他穿着浅色的卫衣和黑色的羽绒马甲,空气中,呼出来的热气都可以看的一清二楚。
忽然。
他在街头看到一个熟悉的身影。
那身影又高又瘦,一头黑色的短发,步子有些急。
“爷爷!”
“爷爷!”
她在呼喊着一个老人家,眉宇间染着焦急。
“南星辰!”
陈皓大步走过去,南星辰视线扫向他,直接询问,“你有没有见过一个上岁数的、大约这么高的一个爷爷。”

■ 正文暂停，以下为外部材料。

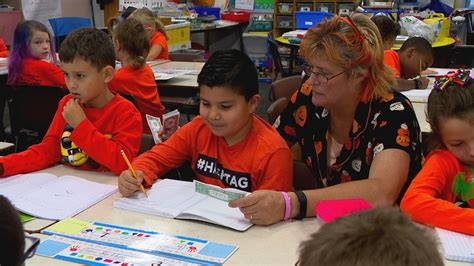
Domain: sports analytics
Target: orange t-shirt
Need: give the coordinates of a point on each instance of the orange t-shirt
(262, 160)
(431, 196)
(140, 83)
(392, 60)
(39, 72)
(3, 49)
(160, 39)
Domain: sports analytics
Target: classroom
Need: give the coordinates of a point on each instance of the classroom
(236, 132)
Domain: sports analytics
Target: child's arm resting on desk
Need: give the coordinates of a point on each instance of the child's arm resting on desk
(424, 200)
(105, 149)
(38, 156)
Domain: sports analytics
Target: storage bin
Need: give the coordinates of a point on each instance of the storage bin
(442, 25)
(207, 11)
(305, 7)
(285, 21)
(325, 7)
(179, 36)
(285, 8)
(241, 16)
(306, 20)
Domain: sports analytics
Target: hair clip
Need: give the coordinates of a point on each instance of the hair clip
(460, 76)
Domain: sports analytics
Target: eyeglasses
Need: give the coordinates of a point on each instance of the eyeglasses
(31, 243)
(323, 79)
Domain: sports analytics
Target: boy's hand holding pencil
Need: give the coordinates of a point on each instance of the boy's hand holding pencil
(130, 180)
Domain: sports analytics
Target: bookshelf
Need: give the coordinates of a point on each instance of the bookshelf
(284, 11)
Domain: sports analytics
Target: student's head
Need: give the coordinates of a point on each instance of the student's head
(131, 41)
(88, 60)
(450, 113)
(388, 29)
(375, 237)
(12, 237)
(30, 40)
(346, 57)
(151, 22)
(228, 85)
(416, 53)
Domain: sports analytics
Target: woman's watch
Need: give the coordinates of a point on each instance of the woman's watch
(418, 84)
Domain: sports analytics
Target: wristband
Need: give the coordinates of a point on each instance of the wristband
(287, 206)
(303, 204)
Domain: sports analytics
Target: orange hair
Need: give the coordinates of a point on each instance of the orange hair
(353, 43)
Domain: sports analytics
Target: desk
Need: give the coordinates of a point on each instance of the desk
(221, 25)
(275, 244)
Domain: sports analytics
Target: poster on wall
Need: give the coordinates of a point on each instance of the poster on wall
(41, 10)
(244, 4)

南星辰比划了一下身高,“他穿着短款的黑色外套,深色的裤子?”
南爷爷不见了。
她去买菜,回来家里就没人了。
“没见,”陈皓劝她别急,“把爷爷的照片给我,我跟着你一块找。”
南星辰拿出手机,把照片发给他,陈皓也帮忙一块找起来。
他们兵分两路,边喊,边询问附近的商户。
而南爷爷这边——
南星辰去买菜后,他坐在家里发呆,患有老年痴呆症的他时常会想起之前的事。
他想到南奶奶快过生日了。
她特别喜欢一条裙子。
可是家里穷啊,南奶奶每次往那个橱窗经过时,总是忍不住的往里看。
南爷爷就想去看看那条裙子,想给南奶奶买回来。
他出了门,一步步往外走。
大街上的人很多,走着走着,他分不清东南西北了,眼前的一切都陌生的不得了,他找不到那个橱窗在哪儿了。
在哪呢?
怎么都变样了?
怎么这一切,跟他印象里都不一样了。
他继续的找,过交通信号灯,差点被车子撞了,开车的司机对他骂骂咧咧,“你瞎啊!大晚上溜达什么!想找死吗?!”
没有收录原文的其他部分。